Beautifully Written, Perfectly Plotted
From Amazon
After an isolation of 200 years, the doors of Japan have been forced open by foreigners. It is the year 1861. Genji no kami Okumichi, Lord of Akaoka Domain, has agreed to harbor American missionaries (of the True Word of the Prophets of Christ Our Lord church) within his Edo home, Quiet Crane, despite the anti-foreigner sentiment of his fellow countrymen, thus making himself a target for assassins.
One of the American missionaries, the young and beautiful Emily Gibson, has come to Japan to escape her past. Because she has felt the curse of her own beauty in her homeland, she seeks a land where her beauty is considered anything but.
As cursed as Emily is with beauty so too is Lord Genji cursed with the prophetic vision long famed to run within the Okumichi bloodline. He has foreseen much of Japan's future in glimpses while his uncle, Lord Shigeru, has been cursed with seeing far into the future, cursed to the point of intermittent insanity.

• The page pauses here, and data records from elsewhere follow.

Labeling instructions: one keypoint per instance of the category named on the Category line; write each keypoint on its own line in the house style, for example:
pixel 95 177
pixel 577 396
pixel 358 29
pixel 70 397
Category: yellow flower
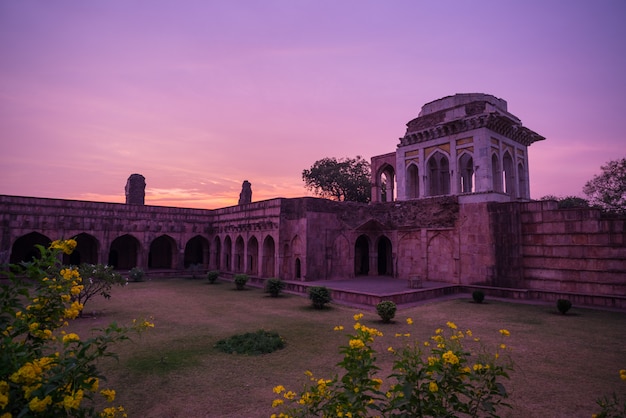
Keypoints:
pixel 109 394
pixel 39 405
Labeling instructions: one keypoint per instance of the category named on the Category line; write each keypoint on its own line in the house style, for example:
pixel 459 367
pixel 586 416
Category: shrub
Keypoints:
pixel 478 296
pixel 563 305
pixel 251 343
pixel 449 375
pixel 319 296
pixel 44 371
pixel 274 286
pixel 212 276
pixel 386 310
pixel 136 274
pixel 240 281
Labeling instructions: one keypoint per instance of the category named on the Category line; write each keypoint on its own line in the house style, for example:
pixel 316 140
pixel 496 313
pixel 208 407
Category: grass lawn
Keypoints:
pixel 563 363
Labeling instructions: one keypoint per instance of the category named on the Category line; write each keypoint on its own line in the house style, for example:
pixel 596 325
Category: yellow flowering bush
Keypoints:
pixel 450 374
pixel 45 371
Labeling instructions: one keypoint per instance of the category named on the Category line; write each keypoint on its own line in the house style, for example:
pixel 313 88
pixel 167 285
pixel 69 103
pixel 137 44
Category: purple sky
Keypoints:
pixel 200 95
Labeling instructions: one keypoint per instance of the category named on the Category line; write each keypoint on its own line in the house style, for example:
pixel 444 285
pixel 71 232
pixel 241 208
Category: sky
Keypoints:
pixel 200 95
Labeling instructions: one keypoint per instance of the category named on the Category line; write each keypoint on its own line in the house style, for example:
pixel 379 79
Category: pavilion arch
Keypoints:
pixel 508 173
pixel 124 252
pixel 412 181
pixel 162 251
pixel 227 255
pixel 197 252
pixel 269 257
pixel 438 172
pixel 385 182
pixel 86 251
pixel 466 173
pixel 239 254
pixel 362 256
pixel 385 256
pixel 216 254
pixel 23 248
pixel 252 256
pixel 496 173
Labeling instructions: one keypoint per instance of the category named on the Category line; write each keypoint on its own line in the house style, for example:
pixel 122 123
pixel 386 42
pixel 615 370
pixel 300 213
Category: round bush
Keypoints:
pixel 386 310
pixel 478 296
pixel 274 286
pixel 319 296
pixel 251 343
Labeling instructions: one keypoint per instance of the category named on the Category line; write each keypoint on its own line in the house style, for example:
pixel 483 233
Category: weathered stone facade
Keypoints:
pixel 484 237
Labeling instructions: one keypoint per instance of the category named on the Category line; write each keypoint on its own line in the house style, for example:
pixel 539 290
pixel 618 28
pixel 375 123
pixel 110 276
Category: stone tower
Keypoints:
pixel 246 193
pixel 466 144
pixel 135 190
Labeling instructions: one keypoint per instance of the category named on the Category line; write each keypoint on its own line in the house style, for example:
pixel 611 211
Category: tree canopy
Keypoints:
pixel 346 179
pixel 607 190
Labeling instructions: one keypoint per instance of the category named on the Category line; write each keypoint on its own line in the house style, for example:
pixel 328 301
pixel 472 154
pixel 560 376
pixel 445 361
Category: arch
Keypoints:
pixel 466 173
pixel 385 180
pixel 23 249
pixel 238 256
pixel 496 173
pixel 412 182
pixel 438 174
pixel 269 257
pixel 217 254
pixel 252 256
pixel 228 253
pixel 385 258
pixel 522 182
pixel 197 252
pixel 362 256
pixel 508 174
pixel 161 254
pixel 124 252
pixel 86 251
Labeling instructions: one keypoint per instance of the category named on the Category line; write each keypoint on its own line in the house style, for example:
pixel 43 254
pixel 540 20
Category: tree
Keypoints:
pixel 608 189
pixel 347 179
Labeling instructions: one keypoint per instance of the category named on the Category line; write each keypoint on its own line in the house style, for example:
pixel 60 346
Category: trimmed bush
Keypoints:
pixel 240 281
pixel 478 296
pixel 386 310
pixel 274 286
pixel 212 276
pixel 251 343
pixel 563 305
pixel 136 274
pixel 319 296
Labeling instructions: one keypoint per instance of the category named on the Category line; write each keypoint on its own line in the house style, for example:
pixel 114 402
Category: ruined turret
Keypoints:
pixel 135 190
pixel 246 193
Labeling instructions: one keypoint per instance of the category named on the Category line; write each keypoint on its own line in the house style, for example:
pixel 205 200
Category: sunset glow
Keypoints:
pixel 198 96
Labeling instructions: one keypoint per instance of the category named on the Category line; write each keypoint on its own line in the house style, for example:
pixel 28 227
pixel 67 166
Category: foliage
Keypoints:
pixel 568 202
pixel 136 274
pixel 97 279
pixel 445 376
pixel 320 296
pixel 212 276
pixel 386 309
pixel 478 296
pixel 251 343
pixel 45 371
pixel 611 406
pixel 240 281
pixel 563 305
pixel 274 286
pixel 346 179
pixel 608 189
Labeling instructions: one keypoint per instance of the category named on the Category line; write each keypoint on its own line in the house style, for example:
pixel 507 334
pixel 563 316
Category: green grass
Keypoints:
pixel 563 363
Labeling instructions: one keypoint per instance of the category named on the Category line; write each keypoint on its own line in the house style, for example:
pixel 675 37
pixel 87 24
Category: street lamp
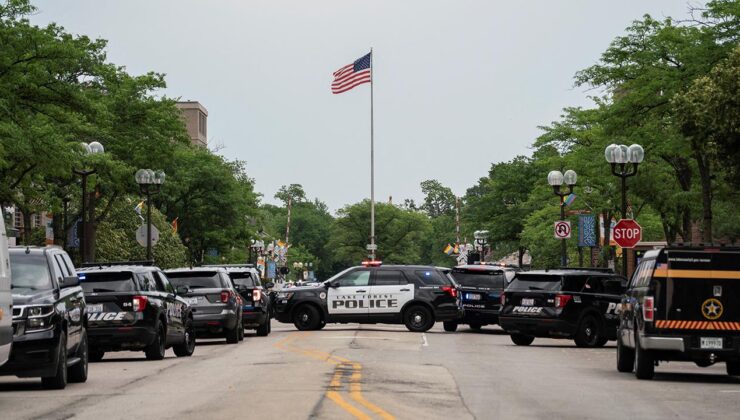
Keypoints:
pixel 88 149
pixel 556 179
pixel 150 183
pixel 619 157
pixel 481 238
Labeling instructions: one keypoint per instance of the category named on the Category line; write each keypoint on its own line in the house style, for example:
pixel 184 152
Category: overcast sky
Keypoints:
pixel 458 84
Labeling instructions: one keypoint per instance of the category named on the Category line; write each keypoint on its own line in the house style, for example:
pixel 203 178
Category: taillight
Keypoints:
pixel 648 309
pixel 450 290
pixel 562 300
pixel 139 303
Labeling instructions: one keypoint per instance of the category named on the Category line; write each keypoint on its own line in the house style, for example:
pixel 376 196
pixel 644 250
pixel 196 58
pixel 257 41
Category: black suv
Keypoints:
pixel 256 306
pixel 216 305
pixel 134 307
pixel 417 296
pixel 570 303
pixel 682 304
pixel 480 286
pixel 49 334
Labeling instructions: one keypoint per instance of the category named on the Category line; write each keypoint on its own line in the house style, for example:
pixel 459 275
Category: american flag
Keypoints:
pixel 352 75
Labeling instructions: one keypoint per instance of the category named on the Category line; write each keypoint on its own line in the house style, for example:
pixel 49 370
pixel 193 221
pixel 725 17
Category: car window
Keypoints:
pixel 355 278
pixel 389 278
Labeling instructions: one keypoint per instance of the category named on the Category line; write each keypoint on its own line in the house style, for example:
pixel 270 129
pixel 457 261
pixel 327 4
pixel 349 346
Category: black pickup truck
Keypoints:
pixel 134 307
pixel 49 334
pixel 682 304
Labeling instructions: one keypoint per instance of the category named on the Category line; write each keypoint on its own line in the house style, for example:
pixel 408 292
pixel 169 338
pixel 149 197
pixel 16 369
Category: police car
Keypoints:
pixel 413 295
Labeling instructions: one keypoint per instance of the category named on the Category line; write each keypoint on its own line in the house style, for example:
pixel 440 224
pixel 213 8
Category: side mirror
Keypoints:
pixel 70 281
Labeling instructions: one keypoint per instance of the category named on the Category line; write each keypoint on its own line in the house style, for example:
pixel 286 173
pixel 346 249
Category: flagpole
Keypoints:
pixel 372 162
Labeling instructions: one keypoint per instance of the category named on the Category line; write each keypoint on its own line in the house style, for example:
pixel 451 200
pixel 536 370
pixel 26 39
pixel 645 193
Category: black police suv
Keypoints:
pixel 480 287
pixel 570 303
pixel 49 334
pixel 215 302
pixel 134 307
pixel 256 306
pixel 417 296
pixel 682 304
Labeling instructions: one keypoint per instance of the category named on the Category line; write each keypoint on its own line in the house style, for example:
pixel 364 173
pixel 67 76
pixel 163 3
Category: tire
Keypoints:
pixel 264 329
pixel 733 368
pixel 590 332
pixel 78 372
pixel 187 347
pixel 625 357
pixel 307 318
pixel 95 355
pixel 59 380
pixel 450 326
pixel 418 318
pixel 644 362
pixel 521 339
pixel 155 350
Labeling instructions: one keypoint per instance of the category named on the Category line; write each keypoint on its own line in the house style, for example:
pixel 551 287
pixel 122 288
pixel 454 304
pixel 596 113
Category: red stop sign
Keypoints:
pixel 627 233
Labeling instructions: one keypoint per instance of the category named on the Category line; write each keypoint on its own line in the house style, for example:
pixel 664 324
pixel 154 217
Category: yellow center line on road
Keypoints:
pixel 341 366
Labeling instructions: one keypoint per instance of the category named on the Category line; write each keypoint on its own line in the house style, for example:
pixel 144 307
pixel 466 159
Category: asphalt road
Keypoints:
pixel 378 371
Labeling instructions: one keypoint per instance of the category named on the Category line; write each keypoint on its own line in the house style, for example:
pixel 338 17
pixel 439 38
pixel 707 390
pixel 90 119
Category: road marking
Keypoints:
pixel 341 366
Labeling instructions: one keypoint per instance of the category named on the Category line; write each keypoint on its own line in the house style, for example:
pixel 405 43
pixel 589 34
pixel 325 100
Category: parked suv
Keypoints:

Not long after the missionaries arrive, foreigners attack the forts and civilians of Edo with shipboard weapons. One of the castles hit in this rampage is Quiet Crane. The walls of his castle in wreckage, Lord Genji feels the threat of foreign and domestic enemies alike. Thus he and his samurai flee to the Okumichi ancestral castle in Akaoka Domain, Cloud of Sparrows (Suzume-no-kumo). Flight without the Shogun's permission is deemed illegal. Thus Lord Genji and his sworn samurai, and anyone else who follows him, have become outlaws.
Sticky Eye, head of the Shogun's secret police, sees Lord Genji's flight as the perfect opportunity to end a battle that began two-hundred-sixty years beforehand in Sekigahara, a battle in which Sticky Eye's ancestors chose to fight on the losing side due to the prophetic visions of the Okumichi. Resentment drives Sticky Eye--to the point of obsession--in getting back at the Okumichi clan, but the Shogun makes Lord Genji's flight legal, denying Sticky Eye his quarry.
Heiko (Genji's geisha lover), Matthew Stark (a cowbody on a quest for vengeance), and Emily Gibson have been taken along on the journey to Cloud of Sparrows. On this journey, one of the Okumichi prophecies comes to life, furthering the legend of the Okumichi prophets. Yet, after arrival at Cloud of Sparrows, Lord Genji has another prophetic vision, both bitter and sweet: he will have an heir, but the child's mother, the woman he loves, shall die in the birthing. But who is this mysterious woman?
Don't think Sticky Eye is out of the picture yet. He and Genji's traitorous enemies still plot against the young lord. Another showdown will determine the outcome of the Battle of Sekigahara, once and for all.
By now you are probably thinking I have given away most of the storyline to Cloud of Sparrows, but I have not. There are many stories within the story, each character having flashbacks into his or her own past. Each sub-story is just as captivating as the next; some even walked me right out of historical Japan and into the Wild West, in the blink of an eye. The story is also told from many viewpoints, with much back and forth for each scene, yet one would never notice it due to the riveting acts and actions spurring on the characters and their plights.
One of my favorite things about Cloud of Sparrows is that Takashi Matsuoka scattered it with a fastidious detailing of old Japanese customs, making me feel like I received a cultural history lesson without the tedium (or drool) produced by a classroom setting. This story aroused a spectrum of hard-hitting emotions within me as well; an attack of the weepy-eyes was to be found around the corners of many a-page, as Cloud of Sparrows yielded a compassionate journey through the hearts and minds of its characters.
The words "exceptional first novel" have been inscribed on this book's front cover. This is an exceptional novel, period.